Mandatory Spending

Function 650 - Social Security

Make Social Security’s Benefit Structure More Progressive

CBO periodically issues a compendium of policy options (called Options for Reducing the Deficit) covering a broad range of issues, as well as separate reports that include options for changing federal tax and spending policies in particular areas. This option appears in one of those publications. The options are derived from many sources and reflect a range of possibilities. For each option, CBO presents an estimate of its effects on the budget but makes no recommendations. Inclusion or exclusion of any particular option does not imply an endorsement or rejection by CBO.

Billions of Dollars 2021 2022 2023 2024 2025 2026 2027 2028 2029 2030 2021–
Change in Outlays  
  Use 90/32/5 PIA factors 0 * * -0.1 -0.3 -0.6 -0.9 -1.3 -1.9 -2.5 -0.4 -7.6
  Use 100/25/5 PIA factors 0 * -0.2 -0.7 -1.5 -2.7 -4.2 -6.2 -8.6 -11.6 -2.4 -35.7

This option would take effect in January 2022.
PIA = primary insurance amount; * = between -$50 million and zero.

The amount of the Social Security benefit paid to a disabled worker or to a retired worker who claims benefits at the full retirement age is called the primary insurance amount (PIA). The Social Security Administration (SSA) calculates that amount using a formula applied to a worker’s average indexed monthly earnings (AIME), a measure of average taxable earnings over that worker’s lifetime. The benefit formula is progressive, meaning that the benefit is larger as a share of lifetime earnings for someone with a lower AIME than it is for a person with a higher AIME. To calculate the PIA, the SSA separates AIME into three brackets by using two threshold amounts, often called “bend points.” In calendar year 2020, the first bend point is $960 and the second bend point is $5,785. Average indexed earnings in each of the three brackets are multiplied by three corresponding factors to determine the PIA: 90 percent, 32 percent, and 15 percent. (Bend points rise each year with average wages, whereas the factors remain constant.)

This option would make the Social Security benefit structure more progressive by reducing benefits for people with higher average earnings relative to the benefits they are scheduled to receive under current law, while either holding constant or increasing benefits for people with lower earnings. Starting with people newly eligible in 2022, the first alternative in this option would affect only beneficiaries with an AIME above the second bend point. That alternative would reduce the 15 percent PIA factor by 1 percentage point per year until it reached 5 percent in 2031. It would reduce scheduled benefits for about 13 percent of all newly eligible beneficiaries—those with higher average monthly earnings.

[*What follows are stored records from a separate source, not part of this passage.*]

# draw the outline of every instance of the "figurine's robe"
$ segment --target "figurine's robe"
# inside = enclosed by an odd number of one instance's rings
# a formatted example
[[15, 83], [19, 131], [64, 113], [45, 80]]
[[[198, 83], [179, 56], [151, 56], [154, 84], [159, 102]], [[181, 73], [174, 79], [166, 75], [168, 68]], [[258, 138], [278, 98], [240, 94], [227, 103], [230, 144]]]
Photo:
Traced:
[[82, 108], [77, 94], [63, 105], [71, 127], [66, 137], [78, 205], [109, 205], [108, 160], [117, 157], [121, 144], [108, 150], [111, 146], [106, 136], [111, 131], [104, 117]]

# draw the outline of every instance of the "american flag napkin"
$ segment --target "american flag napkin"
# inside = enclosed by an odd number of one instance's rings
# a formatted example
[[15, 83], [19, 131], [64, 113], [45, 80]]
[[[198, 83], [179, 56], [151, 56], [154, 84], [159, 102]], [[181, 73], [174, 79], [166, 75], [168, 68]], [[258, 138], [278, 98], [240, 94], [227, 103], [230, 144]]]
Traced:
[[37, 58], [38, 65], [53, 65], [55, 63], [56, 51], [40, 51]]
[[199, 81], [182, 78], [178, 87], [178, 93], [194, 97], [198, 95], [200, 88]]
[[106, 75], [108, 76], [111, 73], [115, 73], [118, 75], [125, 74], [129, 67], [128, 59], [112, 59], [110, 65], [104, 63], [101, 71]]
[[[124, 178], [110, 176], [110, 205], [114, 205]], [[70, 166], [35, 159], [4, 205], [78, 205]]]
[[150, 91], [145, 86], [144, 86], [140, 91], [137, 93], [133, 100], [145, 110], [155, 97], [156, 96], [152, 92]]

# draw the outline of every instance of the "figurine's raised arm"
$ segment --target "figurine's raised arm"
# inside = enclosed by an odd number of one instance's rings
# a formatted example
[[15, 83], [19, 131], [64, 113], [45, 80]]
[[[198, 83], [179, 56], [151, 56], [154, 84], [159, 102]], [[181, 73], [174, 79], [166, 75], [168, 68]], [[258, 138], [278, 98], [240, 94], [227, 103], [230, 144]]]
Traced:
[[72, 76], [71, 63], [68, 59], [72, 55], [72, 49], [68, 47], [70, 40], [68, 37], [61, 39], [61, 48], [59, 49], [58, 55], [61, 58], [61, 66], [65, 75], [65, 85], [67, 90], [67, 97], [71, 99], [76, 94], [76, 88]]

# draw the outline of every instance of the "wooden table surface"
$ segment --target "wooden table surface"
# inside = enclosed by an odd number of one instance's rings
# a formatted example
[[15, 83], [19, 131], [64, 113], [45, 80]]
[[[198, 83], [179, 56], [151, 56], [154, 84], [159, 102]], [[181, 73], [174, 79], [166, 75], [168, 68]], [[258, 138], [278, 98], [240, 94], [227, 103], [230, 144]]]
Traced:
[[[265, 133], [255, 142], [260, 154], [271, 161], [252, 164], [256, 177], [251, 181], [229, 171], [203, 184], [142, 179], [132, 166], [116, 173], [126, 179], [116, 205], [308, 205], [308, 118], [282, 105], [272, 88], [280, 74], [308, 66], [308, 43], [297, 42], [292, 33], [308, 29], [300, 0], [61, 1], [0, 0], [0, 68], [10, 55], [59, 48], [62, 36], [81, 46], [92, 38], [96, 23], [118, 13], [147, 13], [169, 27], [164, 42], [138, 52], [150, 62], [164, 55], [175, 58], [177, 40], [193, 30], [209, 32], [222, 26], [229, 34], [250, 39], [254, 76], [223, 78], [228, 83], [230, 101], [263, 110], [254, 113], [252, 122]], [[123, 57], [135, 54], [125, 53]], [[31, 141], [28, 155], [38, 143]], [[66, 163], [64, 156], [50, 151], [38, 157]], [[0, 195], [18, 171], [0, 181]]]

The second alternative in this option would reduce scheduled benefits for more beneficiaries with higher lifetime earnings while increasing scheduled benefits for people with lower lifetime earnings. It would increase the 90 percent factor and lower both the 32 percent and 15 percent factors. The factors would change gradually over 10 years until they reached 100 percent, 25 percent, and 5 percent, respectively. (The 15 percent and 90 percent factors would change by 1 percentage point per year; the 32 percent factor would change by 0.7 percentage points per year.) About 45 percent of new beneficiaries—those with lower average monthly earnings—would receive larger benefits than they would be scheduled to receive under current law. About 55 percent of new beneficiaries—those with higher average monthly earnings—would receive benefits that are smaller than they are scheduled to receive under current law.

The Congressional Budget Office projects that under current law, the Disability Insurance trust fund would be exhausted in fiscal year 2026, and the Old-Age and Survivors Insurance trust fund would be exhausted in calendar year 2031. Under section 257 of the Deficit Control Act, in its projections CBO must assume that scheduled Social Security benefits would be paid even after the program’s trust funds were exhausted. However, the government’s legal authority to pay benefits would then be limited to the amount received in dedicated tax revenues, which would be insufficient to pay scheduled benefits in full. After trust-fund exhaustion, therefore, for the people whose benefits would be lower under this option, the reduction in payable benefits would be smaller than the reduction in scheduled benefits.